Precipitants Are Not Preconditions

The American Embassy in Tunis, Saturday. Photo by the US State Department.

By Joseph Young

The American Embassy in Tunis, Saturday. Photo by the US State Department.

Some pundits, politicians, and others who prefer sound bites like narratives that rest on a single explanation. Accordingly, the current protests in the Middle East and North Africa are too often described as caused by the release of a lame, low-budget hatchet job by seedy characters on a topic sensitive to many Muslims. These events do not have a single cause, are not just the result of a single low budget movie, and aren’t an example of how the whole world hates the US.

Martha Crenshaw, the Stanford political scientist, usefully distinguishes between two types of causes of terrorism and other forms of political violence: preconditions and precipitants. Preconditions are the background conditions — structural, political, economic, and otherwise — that encourage or discourage political violence. Precipitants are the immediate catalysts or the spark that lights the fire.

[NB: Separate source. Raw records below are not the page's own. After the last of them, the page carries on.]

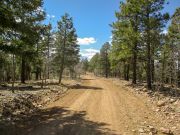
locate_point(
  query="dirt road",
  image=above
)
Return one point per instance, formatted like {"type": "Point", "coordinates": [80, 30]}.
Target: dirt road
{"type": "Point", "coordinates": [95, 107]}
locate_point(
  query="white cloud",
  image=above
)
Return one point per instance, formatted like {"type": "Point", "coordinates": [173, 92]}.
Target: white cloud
{"type": "Point", "coordinates": [86, 41]}
{"type": "Point", "coordinates": [88, 53]}
{"type": "Point", "coordinates": [50, 16]}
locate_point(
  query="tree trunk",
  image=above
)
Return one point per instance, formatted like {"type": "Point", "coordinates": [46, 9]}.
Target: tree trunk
{"type": "Point", "coordinates": [149, 83]}
{"type": "Point", "coordinates": [23, 66]}
{"type": "Point", "coordinates": [62, 59]}
{"type": "Point", "coordinates": [13, 73]}
{"type": "Point", "coordinates": [135, 54]}
{"type": "Point", "coordinates": [127, 72]}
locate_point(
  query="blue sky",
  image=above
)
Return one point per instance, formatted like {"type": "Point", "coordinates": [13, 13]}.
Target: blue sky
{"type": "Point", "coordinates": [91, 19]}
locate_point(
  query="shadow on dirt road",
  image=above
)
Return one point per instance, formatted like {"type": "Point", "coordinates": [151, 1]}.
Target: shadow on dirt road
{"type": "Point", "coordinates": [57, 121]}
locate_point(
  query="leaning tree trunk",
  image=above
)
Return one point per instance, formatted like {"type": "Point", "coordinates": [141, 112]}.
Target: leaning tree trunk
{"type": "Point", "coordinates": [148, 64]}
{"type": "Point", "coordinates": [23, 66]}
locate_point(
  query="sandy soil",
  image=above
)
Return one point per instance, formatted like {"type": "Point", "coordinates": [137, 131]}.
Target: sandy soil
{"type": "Point", "coordinates": [95, 107]}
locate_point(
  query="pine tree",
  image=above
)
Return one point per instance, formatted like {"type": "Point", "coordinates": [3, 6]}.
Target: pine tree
{"type": "Point", "coordinates": [67, 47]}
{"type": "Point", "coordinates": [104, 59]}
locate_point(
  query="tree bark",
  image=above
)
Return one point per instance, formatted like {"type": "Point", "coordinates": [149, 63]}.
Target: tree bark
{"type": "Point", "coordinates": [148, 74]}
{"type": "Point", "coordinates": [23, 66]}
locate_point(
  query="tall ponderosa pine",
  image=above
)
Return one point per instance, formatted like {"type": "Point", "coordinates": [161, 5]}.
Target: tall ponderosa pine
{"type": "Point", "coordinates": [174, 42]}
{"type": "Point", "coordinates": [67, 47]}
{"type": "Point", "coordinates": [104, 59]}
{"type": "Point", "coordinates": [19, 26]}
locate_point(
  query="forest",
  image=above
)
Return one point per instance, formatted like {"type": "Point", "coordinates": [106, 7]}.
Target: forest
{"type": "Point", "coordinates": [142, 50]}
{"type": "Point", "coordinates": [131, 86]}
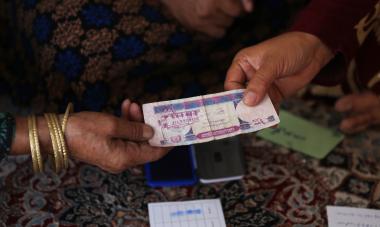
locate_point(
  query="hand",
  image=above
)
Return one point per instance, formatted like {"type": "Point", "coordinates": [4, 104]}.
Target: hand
{"type": "Point", "coordinates": [363, 111]}
{"type": "Point", "coordinates": [211, 17]}
{"type": "Point", "coordinates": [111, 143]}
{"type": "Point", "coordinates": [280, 67]}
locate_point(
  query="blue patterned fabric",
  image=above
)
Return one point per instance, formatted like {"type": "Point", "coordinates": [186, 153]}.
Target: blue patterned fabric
{"type": "Point", "coordinates": [97, 53]}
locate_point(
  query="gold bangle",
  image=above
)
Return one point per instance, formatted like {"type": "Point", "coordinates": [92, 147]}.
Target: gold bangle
{"type": "Point", "coordinates": [69, 109]}
{"type": "Point", "coordinates": [36, 143]}
{"type": "Point", "coordinates": [61, 139]}
{"type": "Point", "coordinates": [57, 156]}
{"type": "Point", "coordinates": [32, 149]}
{"type": "Point", "coordinates": [58, 140]}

For the current malaise, one precipitant seems to be ‘Innocence of Muslims’, a “film” that was not endorsed by the US government and was denounced by most anyone who is anyone, including the President, Secretary of State, and anyone else at a microphone. But even describing the film as the sole precipitant of recent violence is not wholly accurate.  The attack on the US consulate in Benghazi, according to recent reports, were planned by Salafists exploiting the protests as cover to take revenge for the death of a high-ranking official from a drone attack. Another catalyst for the expansion of this violence has to be attributed to these groups.

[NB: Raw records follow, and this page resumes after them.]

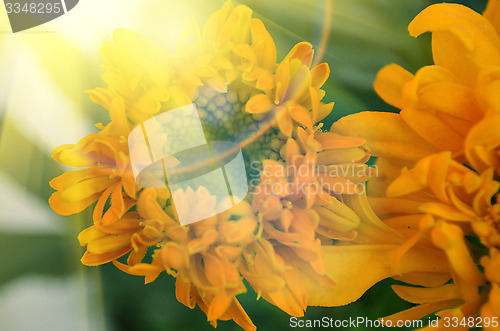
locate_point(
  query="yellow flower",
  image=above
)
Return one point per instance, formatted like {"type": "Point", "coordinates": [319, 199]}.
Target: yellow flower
{"type": "Point", "coordinates": [275, 238]}
{"type": "Point", "coordinates": [447, 202]}
{"type": "Point", "coordinates": [440, 103]}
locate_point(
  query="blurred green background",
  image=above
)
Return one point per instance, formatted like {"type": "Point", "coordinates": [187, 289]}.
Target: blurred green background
{"type": "Point", "coordinates": [43, 73]}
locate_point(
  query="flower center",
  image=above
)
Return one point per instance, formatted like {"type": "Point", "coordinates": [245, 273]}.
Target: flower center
{"type": "Point", "coordinates": [224, 118]}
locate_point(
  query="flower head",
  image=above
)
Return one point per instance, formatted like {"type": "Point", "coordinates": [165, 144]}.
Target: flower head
{"type": "Point", "coordinates": [439, 160]}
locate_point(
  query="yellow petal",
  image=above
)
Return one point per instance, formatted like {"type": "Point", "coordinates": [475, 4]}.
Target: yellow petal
{"type": "Point", "coordinates": [463, 40]}
{"type": "Point", "coordinates": [386, 134]}
{"type": "Point", "coordinates": [263, 44]}
{"type": "Point", "coordinates": [424, 295]}
{"type": "Point", "coordinates": [65, 208]}
{"type": "Point", "coordinates": [432, 129]}
{"type": "Point", "coordinates": [492, 14]}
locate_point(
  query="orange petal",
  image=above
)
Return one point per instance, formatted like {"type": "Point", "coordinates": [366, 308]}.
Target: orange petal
{"type": "Point", "coordinates": [462, 41]}
{"type": "Point", "coordinates": [389, 84]}
{"type": "Point", "coordinates": [386, 134]}
{"type": "Point", "coordinates": [259, 103]}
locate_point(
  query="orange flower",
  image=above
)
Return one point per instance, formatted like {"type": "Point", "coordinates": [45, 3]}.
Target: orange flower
{"type": "Point", "coordinates": [446, 132]}
{"type": "Point", "coordinates": [440, 103]}
{"type": "Point", "coordinates": [229, 72]}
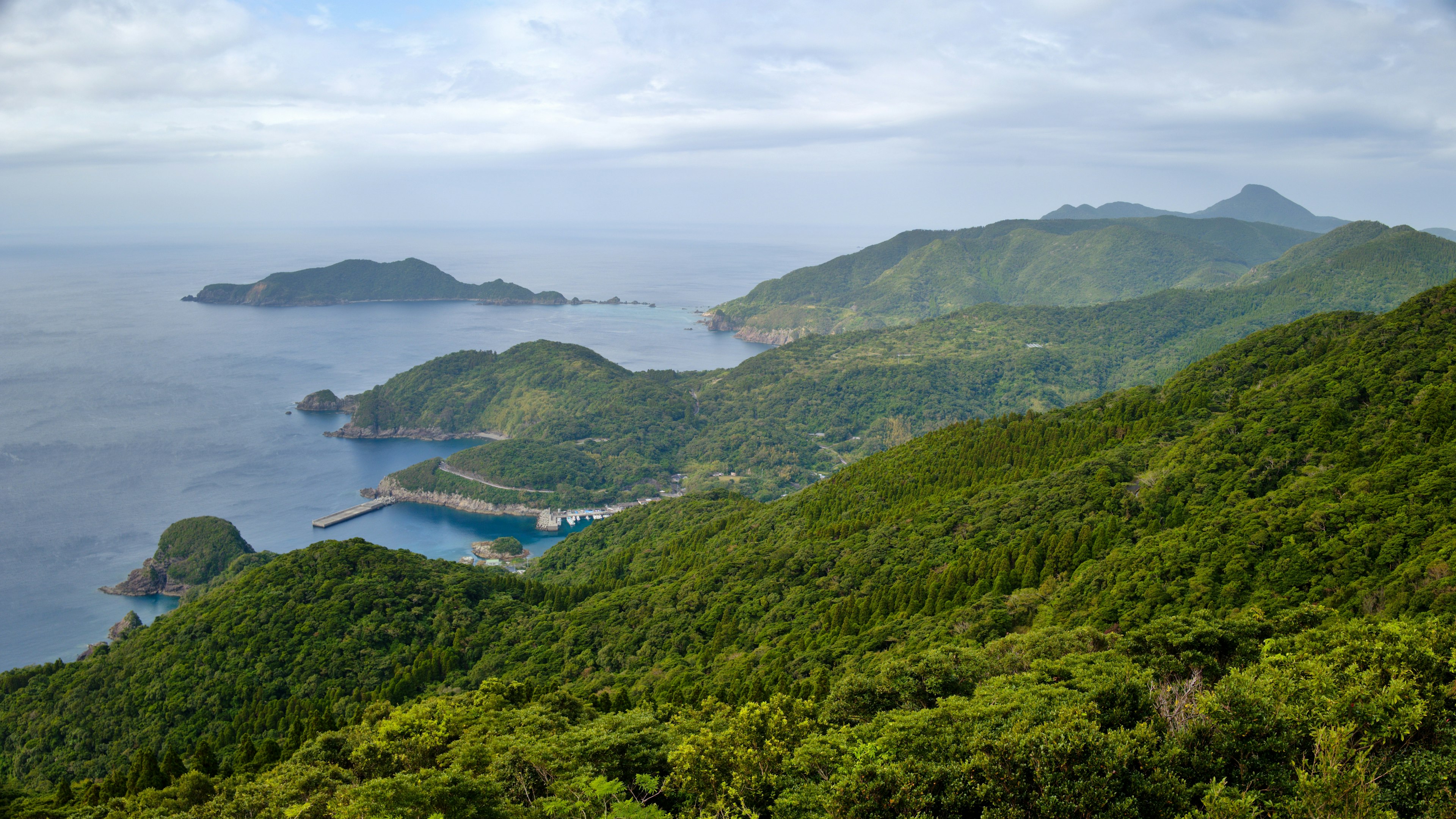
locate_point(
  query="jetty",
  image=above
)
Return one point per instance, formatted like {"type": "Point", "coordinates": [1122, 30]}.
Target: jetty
{"type": "Point", "coordinates": [353, 512]}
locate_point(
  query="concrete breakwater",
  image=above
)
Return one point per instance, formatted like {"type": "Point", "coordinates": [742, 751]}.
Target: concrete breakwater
{"type": "Point", "coordinates": [419, 433]}
{"type": "Point", "coordinates": [548, 519]}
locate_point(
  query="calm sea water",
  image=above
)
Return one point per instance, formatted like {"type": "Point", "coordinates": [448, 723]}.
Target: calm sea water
{"type": "Point", "coordinates": [126, 409]}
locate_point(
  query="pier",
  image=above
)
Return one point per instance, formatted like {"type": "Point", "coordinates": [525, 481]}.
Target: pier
{"type": "Point", "coordinates": [353, 512]}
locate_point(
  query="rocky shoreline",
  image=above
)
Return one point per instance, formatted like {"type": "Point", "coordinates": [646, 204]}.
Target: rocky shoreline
{"type": "Point", "coordinates": [775, 337]}
{"type": "Point", "coordinates": [151, 579]}
{"type": "Point", "coordinates": [389, 487]}
{"type": "Point", "coordinates": [719, 323]}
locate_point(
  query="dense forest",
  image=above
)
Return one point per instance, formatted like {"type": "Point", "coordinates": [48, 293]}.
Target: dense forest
{"type": "Point", "coordinates": [1229, 595]}
{"type": "Point", "coordinates": [928, 273]}
{"type": "Point", "coordinates": [363, 280]}
{"type": "Point", "coordinates": [788, 416]}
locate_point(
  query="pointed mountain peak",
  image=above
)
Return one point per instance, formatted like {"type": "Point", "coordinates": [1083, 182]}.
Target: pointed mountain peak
{"type": "Point", "coordinates": [1258, 203]}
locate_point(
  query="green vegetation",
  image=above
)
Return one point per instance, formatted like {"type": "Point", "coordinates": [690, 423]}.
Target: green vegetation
{"type": "Point", "coordinates": [787, 416]}
{"type": "Point", "coordinates": [507, 546]}
{"type": "Point", "coordinates": [197, 550]}
{"type": "Point", "coordinates": [929, 273]}
{"type": "Point", "coordinates": [1229, 595]}
{"type": "Point", "coordinates": [1254, 203]}
{"type": "Point", "coordinates": [363, 280]}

The preconditions for this kind of violence are much more complicated. Certainly, these events unleash existing popular anger against the US and its policies — some of deserved and some not. Some in the region remember that the US was helpful in expelling Khaddafi, and others remember how American support helped maintain Mubarak and others like him for far too long.

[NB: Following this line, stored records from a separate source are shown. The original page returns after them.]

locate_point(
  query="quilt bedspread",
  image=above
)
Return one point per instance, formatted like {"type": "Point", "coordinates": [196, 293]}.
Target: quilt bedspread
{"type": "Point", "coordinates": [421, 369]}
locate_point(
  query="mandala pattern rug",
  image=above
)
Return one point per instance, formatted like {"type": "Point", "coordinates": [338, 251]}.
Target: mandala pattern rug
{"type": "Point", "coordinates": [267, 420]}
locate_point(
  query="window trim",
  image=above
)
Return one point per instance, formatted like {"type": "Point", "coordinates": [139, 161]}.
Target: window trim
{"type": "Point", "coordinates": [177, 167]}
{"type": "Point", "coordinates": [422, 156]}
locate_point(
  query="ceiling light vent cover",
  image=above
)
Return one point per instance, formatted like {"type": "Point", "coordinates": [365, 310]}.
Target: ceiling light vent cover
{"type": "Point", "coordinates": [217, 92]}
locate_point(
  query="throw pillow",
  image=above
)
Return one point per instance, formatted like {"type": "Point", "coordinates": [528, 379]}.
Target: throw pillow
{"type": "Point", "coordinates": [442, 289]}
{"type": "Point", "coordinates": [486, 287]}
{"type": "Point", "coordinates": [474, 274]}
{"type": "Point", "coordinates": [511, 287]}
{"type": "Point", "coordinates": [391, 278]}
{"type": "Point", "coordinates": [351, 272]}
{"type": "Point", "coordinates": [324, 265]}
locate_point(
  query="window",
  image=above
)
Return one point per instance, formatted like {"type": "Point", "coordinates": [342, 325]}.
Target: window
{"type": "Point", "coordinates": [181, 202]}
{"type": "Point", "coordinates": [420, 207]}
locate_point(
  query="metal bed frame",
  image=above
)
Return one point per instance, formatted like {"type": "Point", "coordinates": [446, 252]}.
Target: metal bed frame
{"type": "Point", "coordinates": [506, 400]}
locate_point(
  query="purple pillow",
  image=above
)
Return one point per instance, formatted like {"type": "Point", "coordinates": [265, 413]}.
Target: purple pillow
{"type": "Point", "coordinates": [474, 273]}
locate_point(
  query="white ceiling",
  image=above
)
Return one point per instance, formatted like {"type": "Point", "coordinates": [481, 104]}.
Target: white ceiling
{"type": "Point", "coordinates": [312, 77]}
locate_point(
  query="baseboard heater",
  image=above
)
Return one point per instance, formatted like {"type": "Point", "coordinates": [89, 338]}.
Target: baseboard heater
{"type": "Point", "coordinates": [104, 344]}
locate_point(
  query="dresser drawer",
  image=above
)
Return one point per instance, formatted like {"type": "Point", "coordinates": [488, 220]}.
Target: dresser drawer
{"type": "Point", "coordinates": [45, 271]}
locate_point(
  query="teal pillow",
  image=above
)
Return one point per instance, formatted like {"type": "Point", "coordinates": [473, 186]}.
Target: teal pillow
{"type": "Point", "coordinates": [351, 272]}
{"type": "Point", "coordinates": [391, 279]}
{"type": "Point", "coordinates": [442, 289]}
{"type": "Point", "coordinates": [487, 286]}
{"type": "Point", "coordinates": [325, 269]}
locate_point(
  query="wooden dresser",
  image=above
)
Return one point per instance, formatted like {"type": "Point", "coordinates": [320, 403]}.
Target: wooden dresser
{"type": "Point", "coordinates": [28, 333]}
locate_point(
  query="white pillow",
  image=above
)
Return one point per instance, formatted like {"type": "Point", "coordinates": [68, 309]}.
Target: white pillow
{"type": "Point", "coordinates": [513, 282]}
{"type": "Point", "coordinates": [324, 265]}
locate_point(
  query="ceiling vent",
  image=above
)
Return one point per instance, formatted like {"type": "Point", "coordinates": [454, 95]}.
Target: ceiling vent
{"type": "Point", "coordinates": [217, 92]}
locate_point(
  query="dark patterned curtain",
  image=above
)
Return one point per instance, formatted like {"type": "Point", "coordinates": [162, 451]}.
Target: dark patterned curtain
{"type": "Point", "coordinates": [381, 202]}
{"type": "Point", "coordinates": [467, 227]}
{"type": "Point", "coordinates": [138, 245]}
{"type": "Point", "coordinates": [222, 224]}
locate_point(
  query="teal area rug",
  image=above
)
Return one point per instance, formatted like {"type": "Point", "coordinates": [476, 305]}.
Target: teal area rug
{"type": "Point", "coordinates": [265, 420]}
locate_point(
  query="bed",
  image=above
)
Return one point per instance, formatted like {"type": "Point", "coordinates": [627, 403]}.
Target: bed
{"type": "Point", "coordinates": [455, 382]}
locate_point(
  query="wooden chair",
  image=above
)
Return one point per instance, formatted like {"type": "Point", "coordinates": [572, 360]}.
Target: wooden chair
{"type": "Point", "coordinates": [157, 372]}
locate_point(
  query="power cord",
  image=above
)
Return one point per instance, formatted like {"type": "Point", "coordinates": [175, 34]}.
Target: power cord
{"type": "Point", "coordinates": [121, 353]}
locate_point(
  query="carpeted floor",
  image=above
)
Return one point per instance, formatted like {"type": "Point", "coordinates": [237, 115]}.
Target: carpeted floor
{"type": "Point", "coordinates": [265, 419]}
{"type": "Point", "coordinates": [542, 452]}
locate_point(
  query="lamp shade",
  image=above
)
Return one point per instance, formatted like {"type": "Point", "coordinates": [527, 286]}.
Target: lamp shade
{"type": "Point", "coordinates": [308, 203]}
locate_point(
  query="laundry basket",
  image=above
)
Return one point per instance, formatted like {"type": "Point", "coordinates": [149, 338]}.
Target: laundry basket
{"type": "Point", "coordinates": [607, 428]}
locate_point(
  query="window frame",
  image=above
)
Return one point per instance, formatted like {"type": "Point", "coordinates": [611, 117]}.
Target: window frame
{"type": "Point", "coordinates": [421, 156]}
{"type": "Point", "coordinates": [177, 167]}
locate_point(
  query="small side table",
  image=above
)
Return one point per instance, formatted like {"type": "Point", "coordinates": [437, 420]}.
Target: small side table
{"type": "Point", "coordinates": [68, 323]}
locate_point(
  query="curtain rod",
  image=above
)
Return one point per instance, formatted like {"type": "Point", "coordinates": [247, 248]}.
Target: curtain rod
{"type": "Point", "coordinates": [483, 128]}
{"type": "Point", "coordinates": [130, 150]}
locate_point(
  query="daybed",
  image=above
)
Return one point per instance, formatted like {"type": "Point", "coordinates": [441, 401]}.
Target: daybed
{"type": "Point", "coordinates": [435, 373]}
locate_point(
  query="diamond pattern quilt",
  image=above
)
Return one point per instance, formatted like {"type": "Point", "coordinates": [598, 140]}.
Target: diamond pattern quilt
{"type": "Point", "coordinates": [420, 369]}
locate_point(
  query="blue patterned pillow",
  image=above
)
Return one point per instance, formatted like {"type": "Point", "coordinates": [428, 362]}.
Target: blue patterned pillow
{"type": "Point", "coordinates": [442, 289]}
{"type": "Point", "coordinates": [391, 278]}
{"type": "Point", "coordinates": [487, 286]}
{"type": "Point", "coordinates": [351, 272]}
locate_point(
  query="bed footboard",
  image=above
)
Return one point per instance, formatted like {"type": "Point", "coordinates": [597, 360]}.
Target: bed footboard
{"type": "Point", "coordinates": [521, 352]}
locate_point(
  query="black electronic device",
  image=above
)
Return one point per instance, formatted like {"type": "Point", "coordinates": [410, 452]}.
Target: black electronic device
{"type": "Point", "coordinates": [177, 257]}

To be clear and before I get hate mail from all sides, free speech — even stupid free speech — is a hallmark of American democracy. If this were all only about a bad B movie, then I still wouldn’t concur with those calling these events an Arab Winter. It is important to remember that countries where these protests are occurring are filled with millions of people that aren’t protesting.  Do all Americans support the Tea Party? Occupy? The Westboro Baptist church? Why treat other societies as monoliths?

Most importantly, however, it isn’t just about the movie. Harry Truman once wished for a one-handed economist as his economic advisors were always saying “on the one hand…and on the other”. Big events in world politics rarely have one cause, rarely can be attributed to one catalyst, and cannot be reduced to one side’s failings. An Arab Winter makes a nice sound bite, but the causes are likely a combination of US policy, the nature of power in the international system, extremists in the region, spoilers, history, and other factors.

  1. What I find most curious is when people cite the video as “the cause” of a particular act of violence in Afghanistan. The video may have played a role, but it hardly seems necessary to find an outside source for violence in a country that has been at war for 30 years.